Ecco, da questo mio mondo, è nata una sorta di affresco del consumo, in cui i luoghi sono essi stessi protagonisti, ma in cui però ho dovuto abbandonare ogni volontà didascalica e lasciarmi trascinare dalla storia e da una certa compiaciuta nostalgia per la flessibilità delle distanze.

DOVE?

Da quel focus group non è nata subito la storia. È rimasto lì a girarmi nella testa, finché un giorno attraversando una festa di paese ho notato una coppia di ragazzi. Quella è stata l’immagine iniziale: due giovani corpi (‘mentre sul porticato sono rimaste due ombre di corpi poco maturi, che se avessero più vigore potrebbero sfruttare quel vuoto e tentare di colmarlo. Potrebbero trascorrere le giornate a fare l’amore.’), una donna che torna a casa da sola dopo il lavoro – sebbene io non fossi assolutamente sola in quel momento e fossi in vacanza – e attorno a sé scorge le luci di una festa. Andando avanti con la revisione, l’inizio della storia è stato poi anticipato da una sorta di cinepresa in discesa, uno zoom su una macchina che percorre la provinciale di Fossano, magazzini dismessi e cubi di cemento a fianco e le Alpi Marittime sullo sfondo, per poi sbagliare incrocio e finire per fermarsi ad attendere una telefonata in un bar semi deserto, con il suono delle slot machines sullo sfondo.

PERCHÉ?

È vero che il testo è percorso da alcune tematiche, ma credo di essere arrivata ad un punto saldo nel momento in cui ho smesso di voler scrivere con uno scopo preciso e ho seguito la linea degli eventi, privilegiando credo il mio lato lirico, il movimento delle azioni, le mani e i singoli personaggi. Cioè mi sono risolta a raccontare e a farmi trascinare dove non avrei pensato, risultando a tratti anche antipatica a me stessa, tanto che oggi fatico a leggermi. Orata in offerta è il romanzo delle attese, ogni personaggio attende sempre qualcosa, Martina attende lo sciopero, attende una telefonata, attende Alessandro, ma è a volte un’attesa colma di dolcezza e di calore.

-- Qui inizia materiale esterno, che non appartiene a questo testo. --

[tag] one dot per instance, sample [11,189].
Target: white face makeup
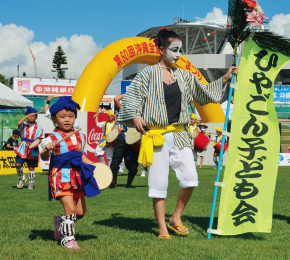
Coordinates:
[174,51]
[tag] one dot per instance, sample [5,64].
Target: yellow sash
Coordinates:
[103,142]
[154,138]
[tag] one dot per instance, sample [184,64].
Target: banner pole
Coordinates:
[235,57]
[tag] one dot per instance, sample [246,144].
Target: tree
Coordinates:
[58,60]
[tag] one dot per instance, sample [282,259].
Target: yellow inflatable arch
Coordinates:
[102,69]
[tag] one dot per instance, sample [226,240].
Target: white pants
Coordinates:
[181,161]
[109,153]
[101,150]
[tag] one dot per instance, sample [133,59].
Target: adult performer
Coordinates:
[158,99]
[102,146]
[192,128]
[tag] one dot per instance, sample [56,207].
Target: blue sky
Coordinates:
[109,21]
[83,28]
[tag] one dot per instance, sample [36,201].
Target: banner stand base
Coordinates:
[213,231]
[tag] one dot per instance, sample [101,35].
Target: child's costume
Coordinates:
[68,175]
[29,133]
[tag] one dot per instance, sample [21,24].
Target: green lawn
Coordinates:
[120,224]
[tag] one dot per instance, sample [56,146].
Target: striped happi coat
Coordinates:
[145,98]
[23,148]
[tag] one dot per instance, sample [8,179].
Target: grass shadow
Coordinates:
[281,217]
[203,223]
[142,225]
[124,185]
[43,234]
[49,235]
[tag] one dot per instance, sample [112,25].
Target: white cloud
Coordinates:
[79,49]
[216,14]
[280,24]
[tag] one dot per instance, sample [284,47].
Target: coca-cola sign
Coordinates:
[94,137]
[94,134]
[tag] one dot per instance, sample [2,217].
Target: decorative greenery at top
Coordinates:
[243,15]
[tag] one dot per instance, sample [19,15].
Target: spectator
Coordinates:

Elisa Audino, Orata in offerta, Capponi Editore, 2022

scelti per voi

 

Incipit

Le attese sono invisibili momenti di stallo, sono l’ammasso dei mattoni d’un cantiere, il casello dell’autostrada, il cavalcavia crollato sul posto di blocco dei carabinieri, i capannoni in affitto a nessuno e l’ospedale barocco appollaiato sui bastioni della città vecchia. Oltre le mura, le attese sono gli avvallamenti dello Stura, i bar dei condomini degli anni Settanta, gli ombrelloni dentro i pesi di plastica, l’intermittenza delle luci e la stazione, col binario unico che porta a Torino oppure al mare.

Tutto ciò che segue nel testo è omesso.